The former were never held, the latter never written.  No other political party has ever been permitted to form.  When a group of 15 prominent citizens demanded their right to do so, they were promptly arrested and have not been heard of since.

In 1998, Afewerki ordered his troops to, unprovoked, attack a garrison of Ethiopian soldiers in the border town of Badme.  An utterly asinine war ensued over a border area of mostly uninhabited desert wasteland that lasted two years and 100,000 soldiers’ lives on both sides.

Ever since, Afewerki has used the war and the Ethiopian bogeyman to continually tighten the totalitarian screws on his people.  Since Ethiopia supports any attempt to establish a normal government in Mogadishu, Somalia, Afewerki supports any group, no matter how Moslem terrorist crazy, that will fight against it.

Thanks to WikiLeaks, we are privy to the classified assessment of Afewerki by now-former US Ambassador to Eritrea, Ronald McMullen,  cabled on March 5, 2009.

Noting that Eritrea has a "Leninist economy" and is "one bullet away from implosion," the regime is likely to remain in power.  The only hope McMullen has is a military coup.

In an update nine months later (12/09), McMullen says things are getting worse, that Afewerki is mentally ill, and it all doesn’t matter as the dictator is really good at operational security.

There are a number of exile opposition groups, in Europe, the US, and elsewhere in Africa that are clamoring and hoping for a Tunis or Cairo in Asmara – a popular revolution that will do to Afewerki what happened to Ben Ali and Mubarak.

Possible but exceedingly improbable.  This place is locked down tight and rebellion is simply not in the air.  Most dictators die in power and in bed.  As of last month, Fidel Castro has been dictator of Cuba for 52 years.  Why someone hasn’t put a bullet in his brain, or Robert Mugabe’s, or Hugo Chavez’s by now is to me a total mystery.

Maybe it isn’t to someone who has mastered human psychology with its seemingly bottomless acceptance of subservience.  Over half of Eritreans, especially the ones with any education and work ethic, are Christians (the other half are Moslems who live along the coast and in the lowlands along the Sudan border where I wasn’t allowed to go).  They are friendly, good people who intensely love their country and are proud of its independence.

Yet they show little desire to be independent themselves.  Why?  I’m hoping the question engenders a lively discussion on the Forum.
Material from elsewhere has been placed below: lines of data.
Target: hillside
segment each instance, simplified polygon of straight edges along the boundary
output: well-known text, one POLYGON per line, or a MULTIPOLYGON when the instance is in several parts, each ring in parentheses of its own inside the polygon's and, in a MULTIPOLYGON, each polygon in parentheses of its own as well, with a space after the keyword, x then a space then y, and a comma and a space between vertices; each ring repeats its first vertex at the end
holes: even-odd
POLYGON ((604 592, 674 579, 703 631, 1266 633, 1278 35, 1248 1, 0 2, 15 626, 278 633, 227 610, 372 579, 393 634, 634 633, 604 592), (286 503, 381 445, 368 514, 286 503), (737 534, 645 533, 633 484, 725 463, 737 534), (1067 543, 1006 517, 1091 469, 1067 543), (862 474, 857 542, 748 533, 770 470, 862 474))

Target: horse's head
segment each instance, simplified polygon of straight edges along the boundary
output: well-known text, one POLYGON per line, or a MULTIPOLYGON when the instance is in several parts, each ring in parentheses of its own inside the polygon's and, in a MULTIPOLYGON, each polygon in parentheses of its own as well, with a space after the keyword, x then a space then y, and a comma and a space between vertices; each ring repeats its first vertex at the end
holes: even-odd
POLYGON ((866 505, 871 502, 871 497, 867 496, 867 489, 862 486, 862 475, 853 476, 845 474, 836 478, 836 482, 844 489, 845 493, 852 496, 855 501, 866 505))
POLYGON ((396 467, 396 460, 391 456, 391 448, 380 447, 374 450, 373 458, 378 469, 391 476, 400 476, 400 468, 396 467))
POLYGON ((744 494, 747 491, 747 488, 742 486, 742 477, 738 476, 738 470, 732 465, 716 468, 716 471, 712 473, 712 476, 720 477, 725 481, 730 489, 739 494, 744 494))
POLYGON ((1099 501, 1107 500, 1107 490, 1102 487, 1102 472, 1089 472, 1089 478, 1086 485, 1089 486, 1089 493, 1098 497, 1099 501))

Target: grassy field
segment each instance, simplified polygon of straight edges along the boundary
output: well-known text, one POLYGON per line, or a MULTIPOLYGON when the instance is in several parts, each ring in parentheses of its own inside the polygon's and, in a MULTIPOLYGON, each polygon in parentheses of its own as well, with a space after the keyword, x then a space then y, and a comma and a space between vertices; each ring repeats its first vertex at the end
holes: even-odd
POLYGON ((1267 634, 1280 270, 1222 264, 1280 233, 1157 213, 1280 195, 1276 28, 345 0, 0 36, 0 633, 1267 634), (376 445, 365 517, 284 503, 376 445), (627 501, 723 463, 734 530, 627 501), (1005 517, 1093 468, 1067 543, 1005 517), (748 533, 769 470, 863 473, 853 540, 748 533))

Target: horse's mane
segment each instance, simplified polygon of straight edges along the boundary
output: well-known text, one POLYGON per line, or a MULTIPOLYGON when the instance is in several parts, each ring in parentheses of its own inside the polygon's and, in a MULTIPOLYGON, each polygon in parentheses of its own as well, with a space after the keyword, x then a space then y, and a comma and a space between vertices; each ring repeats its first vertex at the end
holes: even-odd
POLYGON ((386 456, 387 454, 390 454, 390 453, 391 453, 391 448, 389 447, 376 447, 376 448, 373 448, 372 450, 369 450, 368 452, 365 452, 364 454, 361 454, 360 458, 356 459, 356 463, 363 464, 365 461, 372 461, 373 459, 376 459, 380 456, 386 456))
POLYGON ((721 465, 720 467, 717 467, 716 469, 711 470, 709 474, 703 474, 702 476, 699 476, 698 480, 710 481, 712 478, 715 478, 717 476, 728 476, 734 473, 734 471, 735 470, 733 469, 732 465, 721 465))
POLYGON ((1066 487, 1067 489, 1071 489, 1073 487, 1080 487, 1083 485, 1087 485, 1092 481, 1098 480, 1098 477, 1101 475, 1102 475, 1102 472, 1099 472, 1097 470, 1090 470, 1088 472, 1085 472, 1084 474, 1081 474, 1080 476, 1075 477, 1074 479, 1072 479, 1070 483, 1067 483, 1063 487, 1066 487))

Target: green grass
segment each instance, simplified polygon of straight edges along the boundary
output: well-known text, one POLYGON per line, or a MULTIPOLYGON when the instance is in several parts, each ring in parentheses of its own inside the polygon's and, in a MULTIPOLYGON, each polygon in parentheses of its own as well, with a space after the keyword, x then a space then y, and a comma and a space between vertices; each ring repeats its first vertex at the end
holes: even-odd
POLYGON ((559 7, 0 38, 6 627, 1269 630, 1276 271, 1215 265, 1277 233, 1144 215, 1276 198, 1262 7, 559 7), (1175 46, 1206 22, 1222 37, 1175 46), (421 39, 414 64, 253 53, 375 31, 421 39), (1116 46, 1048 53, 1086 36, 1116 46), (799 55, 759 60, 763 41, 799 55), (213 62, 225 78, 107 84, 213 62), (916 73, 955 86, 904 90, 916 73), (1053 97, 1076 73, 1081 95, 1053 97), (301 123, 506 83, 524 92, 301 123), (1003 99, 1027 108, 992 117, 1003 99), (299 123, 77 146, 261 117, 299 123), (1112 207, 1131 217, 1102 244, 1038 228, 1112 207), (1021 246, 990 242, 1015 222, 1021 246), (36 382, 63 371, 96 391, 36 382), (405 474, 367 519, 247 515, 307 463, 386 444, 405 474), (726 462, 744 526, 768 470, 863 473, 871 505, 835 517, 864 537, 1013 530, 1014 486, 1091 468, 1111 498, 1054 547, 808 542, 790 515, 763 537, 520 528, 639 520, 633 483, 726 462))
These are exciting, thrilling times, with dictators like Mubarak being thrown overboard, and the chance that the dictatorship of the Democrat Party and the Federal Bureaucracy over our own lives just might be thrown overboard by the House Pubs.

But it’s good to soberly remind ourselves that Mubarak’s fate is the rare exception to the rule.  And even when those exceptions do happen, it is even rarer – much rarer – when what comes after it is better, not worse, than before.

America is one of those incredible doubly-rare exceptions to history.  That’s our legacy and our guide.  That gives us a far better chance at recapturing the freedoms we once had.  Eritrea – a Black Norkland in Africa – has far less of a chance. 

We all should take a deep breath now and then, and take a moment to appreciate that we have a chance at freedom that other countries don’t.  Our freedom is in grave jeopardy.  Americans have the chance to rescue and reclaim it.  It’s a chance we’ve all got to take.